ECLI:NL:RBROT:2015:10178
Rechtbank Rotterdam
- Eerste aanleg - enkelvoudig
- L.J. van Die
- Rechtspraak.nl
Vordering tot betaling van annuleringskosten door verzekeraar OHRA aan reisorganisatie ERCO na annulering van een vliegreis
In deze zaak heeft de kantonrechter te Rotterdam op 17 april 2015 uitspraak gedaan in een geschil tussen de naamloze vennootschap OHRA SCHADEVERZEKERINGEN N.V. (hierna: OHRA) en de besloten vennootschap ERCO B.V. (hierna: ERCO). OHRA vorderde van ERCO een bedrag van € 3.589,52, vermeerderd met wettelijke rente, als gevolg van annuleringskosten die zijn ontstaan na de annulering van een vliegreis door de heer [T.], verzekeringnemer van OHRA. OHRA had de annuleringskosten aan de heer [T.] vergoed en vorderde nu het bedrag terug van ERCO, die de reis had geboekt.

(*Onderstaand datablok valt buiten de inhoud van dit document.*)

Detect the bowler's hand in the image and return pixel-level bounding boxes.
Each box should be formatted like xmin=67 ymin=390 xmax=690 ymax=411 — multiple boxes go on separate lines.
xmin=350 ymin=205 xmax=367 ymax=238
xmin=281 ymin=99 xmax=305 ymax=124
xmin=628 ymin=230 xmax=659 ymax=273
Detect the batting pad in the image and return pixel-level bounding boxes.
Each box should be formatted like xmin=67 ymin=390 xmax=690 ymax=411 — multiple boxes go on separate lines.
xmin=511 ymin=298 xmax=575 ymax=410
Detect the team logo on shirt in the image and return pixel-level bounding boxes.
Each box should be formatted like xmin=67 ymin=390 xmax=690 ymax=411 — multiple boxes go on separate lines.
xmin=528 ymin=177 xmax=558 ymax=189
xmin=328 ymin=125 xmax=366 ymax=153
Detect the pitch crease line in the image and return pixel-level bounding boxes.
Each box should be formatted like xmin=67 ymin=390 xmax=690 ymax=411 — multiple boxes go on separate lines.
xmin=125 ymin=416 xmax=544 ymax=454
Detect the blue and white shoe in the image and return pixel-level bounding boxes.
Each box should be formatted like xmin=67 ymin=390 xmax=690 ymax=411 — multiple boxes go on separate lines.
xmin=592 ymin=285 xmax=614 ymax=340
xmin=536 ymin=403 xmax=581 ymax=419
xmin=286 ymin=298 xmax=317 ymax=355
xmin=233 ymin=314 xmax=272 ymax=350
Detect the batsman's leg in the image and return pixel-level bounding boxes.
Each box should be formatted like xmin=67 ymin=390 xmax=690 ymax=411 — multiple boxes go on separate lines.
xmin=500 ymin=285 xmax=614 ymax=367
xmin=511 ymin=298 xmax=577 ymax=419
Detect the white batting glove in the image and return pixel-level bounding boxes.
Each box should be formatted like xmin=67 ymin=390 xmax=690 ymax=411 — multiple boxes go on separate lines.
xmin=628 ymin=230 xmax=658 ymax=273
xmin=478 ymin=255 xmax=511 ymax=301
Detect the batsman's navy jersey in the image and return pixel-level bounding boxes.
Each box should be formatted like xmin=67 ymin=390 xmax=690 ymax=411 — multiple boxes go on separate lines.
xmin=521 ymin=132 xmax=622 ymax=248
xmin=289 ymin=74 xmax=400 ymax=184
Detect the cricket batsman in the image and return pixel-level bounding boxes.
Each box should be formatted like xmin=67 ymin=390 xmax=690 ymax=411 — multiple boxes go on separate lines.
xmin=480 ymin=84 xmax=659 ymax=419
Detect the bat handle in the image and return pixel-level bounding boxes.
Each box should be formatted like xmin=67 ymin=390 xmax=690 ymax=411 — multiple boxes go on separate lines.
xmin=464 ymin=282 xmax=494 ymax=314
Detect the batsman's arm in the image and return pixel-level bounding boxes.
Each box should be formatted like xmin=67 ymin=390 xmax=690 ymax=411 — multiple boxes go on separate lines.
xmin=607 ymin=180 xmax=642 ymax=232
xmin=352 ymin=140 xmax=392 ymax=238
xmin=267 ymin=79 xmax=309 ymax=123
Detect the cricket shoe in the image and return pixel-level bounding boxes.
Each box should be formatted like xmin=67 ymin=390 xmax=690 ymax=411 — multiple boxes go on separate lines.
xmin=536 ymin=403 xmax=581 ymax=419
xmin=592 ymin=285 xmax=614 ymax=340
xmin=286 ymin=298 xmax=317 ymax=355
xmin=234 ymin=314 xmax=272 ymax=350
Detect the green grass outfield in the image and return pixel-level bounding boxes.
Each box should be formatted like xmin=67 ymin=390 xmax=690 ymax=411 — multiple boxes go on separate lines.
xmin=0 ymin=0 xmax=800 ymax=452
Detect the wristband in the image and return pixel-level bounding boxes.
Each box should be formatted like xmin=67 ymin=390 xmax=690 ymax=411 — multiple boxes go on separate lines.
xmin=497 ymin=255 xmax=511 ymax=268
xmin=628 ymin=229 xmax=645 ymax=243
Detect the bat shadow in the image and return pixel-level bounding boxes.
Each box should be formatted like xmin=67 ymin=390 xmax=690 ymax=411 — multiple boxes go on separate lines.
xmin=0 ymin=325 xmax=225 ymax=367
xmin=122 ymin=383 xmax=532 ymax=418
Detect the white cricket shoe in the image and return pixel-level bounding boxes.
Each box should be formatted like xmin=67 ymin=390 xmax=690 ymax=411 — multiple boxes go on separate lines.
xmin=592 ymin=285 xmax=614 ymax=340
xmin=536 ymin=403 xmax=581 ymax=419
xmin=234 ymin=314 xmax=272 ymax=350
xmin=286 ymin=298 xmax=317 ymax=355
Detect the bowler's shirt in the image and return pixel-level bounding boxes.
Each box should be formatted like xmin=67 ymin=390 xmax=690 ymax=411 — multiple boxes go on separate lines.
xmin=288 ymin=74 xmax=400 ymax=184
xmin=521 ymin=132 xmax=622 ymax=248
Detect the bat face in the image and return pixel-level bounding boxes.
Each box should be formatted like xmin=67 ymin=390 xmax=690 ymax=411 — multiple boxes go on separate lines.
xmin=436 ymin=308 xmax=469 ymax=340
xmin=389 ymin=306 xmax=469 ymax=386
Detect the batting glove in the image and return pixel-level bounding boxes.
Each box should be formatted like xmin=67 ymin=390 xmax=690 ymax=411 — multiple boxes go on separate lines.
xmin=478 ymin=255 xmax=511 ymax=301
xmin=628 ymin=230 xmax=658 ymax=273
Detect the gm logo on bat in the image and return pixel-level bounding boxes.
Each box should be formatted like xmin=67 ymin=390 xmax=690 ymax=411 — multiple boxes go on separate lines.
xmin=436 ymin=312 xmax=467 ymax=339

Het procesverloop omvatte verschillende processtukken, waaronder de dagvaarding, schriftelijke verweren en een comparitie van partijen. ERCO had aanvankelijk betwist dat zij iets aan OHRA verschuldigd was, maar erkende later de vordering, met uitzondering van een bedrag van € 100,- aan onkosten voor het 'refunden' van de tickets. De kantonrechter oordeelde dat ERCO de vordering van OHRA erkende en wees deze toe, inclusief de gevorderde wettelijke rente.
De kantonrechter veroordeelde ERCO tot betaling van het gevorderde bedrag, vermeerderd met wettelijke rente, en stelde de proceskosten vast op € 543,52 aan verschotten en € 400,- aan salaris voor de gemachtigde van OHRA. Het vonnis werd uitvoerbaar bij voorraad verklaard, en het méér of anders gevorderde werd afgewezen.